Latvia is a maritime nation, but what do you find if you venture deep inland? More water! Latvia southeast, known as Latgale, is dissected by the mighty Dauagava and dotted with scenic lakes hiding in the depths of a thick pristine forest. If staying in a log cabin with no cars and people in sight is your kind of a holiday dream, then this is the place to go.
With a name that sounds like a mythical ogress, it comes as no surprise that the gateway to the Gauja is an enchanting spot with delightful surprises tucked behind every dappled tree. Locals proudly call their town the ‘Switzerland of Latvia’, but if you’re expecting the majesty of a mountainous snow-capped realm, you’ll be rather disappointed.
Fabulous amounts of oil and shipping money have turned Ventspils into one of Latvia’s most beautiful and dynamic cities. The air is brisk and clean, and the well-kept buildings are done up in an assortment of cheery colours – even the towering industrial machinery is coated in bright paint.

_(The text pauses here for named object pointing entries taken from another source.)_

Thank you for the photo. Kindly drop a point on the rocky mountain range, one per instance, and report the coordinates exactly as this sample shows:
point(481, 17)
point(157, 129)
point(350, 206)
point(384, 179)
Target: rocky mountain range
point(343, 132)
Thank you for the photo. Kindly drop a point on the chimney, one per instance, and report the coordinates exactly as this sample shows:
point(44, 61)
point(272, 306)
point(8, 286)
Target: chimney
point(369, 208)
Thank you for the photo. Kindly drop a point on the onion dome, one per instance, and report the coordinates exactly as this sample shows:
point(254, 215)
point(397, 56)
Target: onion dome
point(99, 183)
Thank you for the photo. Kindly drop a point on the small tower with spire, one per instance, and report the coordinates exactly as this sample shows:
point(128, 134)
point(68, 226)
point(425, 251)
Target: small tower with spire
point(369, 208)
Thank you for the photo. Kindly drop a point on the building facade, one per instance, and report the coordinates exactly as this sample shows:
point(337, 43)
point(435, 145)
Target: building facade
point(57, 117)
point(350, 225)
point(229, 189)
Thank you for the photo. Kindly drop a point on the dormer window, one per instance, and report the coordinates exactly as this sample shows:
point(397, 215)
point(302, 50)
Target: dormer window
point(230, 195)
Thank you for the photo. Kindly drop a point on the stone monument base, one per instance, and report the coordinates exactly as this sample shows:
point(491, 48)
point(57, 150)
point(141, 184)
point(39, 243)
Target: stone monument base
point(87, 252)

Liepāja doesn't fit any cliche – a port city of gritty red-brick warehouses, moored torpedo boats and an old prison for the main attraction, it also boasts one of the country's most beautiful beaches, and it has generated a totally disproportionate number of major Latvian musicians.

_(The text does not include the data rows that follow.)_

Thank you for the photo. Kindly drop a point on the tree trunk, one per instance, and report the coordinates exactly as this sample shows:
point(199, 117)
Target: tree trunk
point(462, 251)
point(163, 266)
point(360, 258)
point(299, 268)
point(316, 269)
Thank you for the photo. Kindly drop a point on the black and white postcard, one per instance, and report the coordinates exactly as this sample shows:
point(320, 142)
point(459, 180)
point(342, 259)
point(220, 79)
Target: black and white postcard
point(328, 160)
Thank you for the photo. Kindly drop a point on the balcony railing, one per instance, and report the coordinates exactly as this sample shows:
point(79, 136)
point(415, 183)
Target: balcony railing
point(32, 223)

The lovely old Kuldīga would be a hit even if didn't have its own Niagara of sorts, with salmon flying over its chute for good measure. Home to what Latvians brand 'the widest waterfall in Europe', Kuldīga is also the place where your immersion into the epoche of chivalry won't be spoiled by day-tripping camera-clickers – the place is simply too far from Rīga.
The Baltic’s version of the French Riviera, Jūrmala (pronounced yoor-muh-lah) is a long string of townships with Prussian-style villas, each unique in shape and decor. Even during the height of communism, Jūrmala was always a place to 'sea' and be seen. These days, Russian tycoons and their glamorous wives comprise a visible part of the population.

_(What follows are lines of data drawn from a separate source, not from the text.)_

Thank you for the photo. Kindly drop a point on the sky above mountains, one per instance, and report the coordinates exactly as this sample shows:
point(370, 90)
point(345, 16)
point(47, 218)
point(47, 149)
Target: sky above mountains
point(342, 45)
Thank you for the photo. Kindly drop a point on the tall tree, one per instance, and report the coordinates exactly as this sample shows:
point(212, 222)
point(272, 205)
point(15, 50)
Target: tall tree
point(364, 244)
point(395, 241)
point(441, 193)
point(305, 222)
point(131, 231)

Latvia's second-largest city is actually so small you can see the surrounding countryside from any of its several vantage points, along with the Daugava River upon which it stands. Predominantly Russian-speaking, Daugavpils has the undeserved reputation of a grim Soviet Gotham City – mostly among Latvians who have never been to it.
With its stunning medieval castle, cobbled streets, green hills and landscaped garden, Cēsis is simply the cutest little town in the whole of Latvia. There is a lot of history there, too. The place started eight centuries ago as a Livonian Order's stronghold in the land of unruly pagans and saw horrific battles right under (or inside) the castle walls.
Vidzeme’s stone-strewn coast is usually seen from the car – or bus – window by travellers on the Via Baltica (Rte A1) en route to Rīga or Tallinn. Those who stop for a closer look will uncover a desolate strand of craggy cliffs and pebble beaches carved from eons of pounding waves.
A long snake-like strip of land between Rīga and the Lithuanian border, southern Latvia has been dubbed the ‘bread basket’ of Latvia for its plethora of arable lands and mythical forests. The region is known locally as Zemgale, named after the defiant Baltic Semigallian (or Zemgallian) tribe who inhabited the region before the German conquest at the end of the 1200s.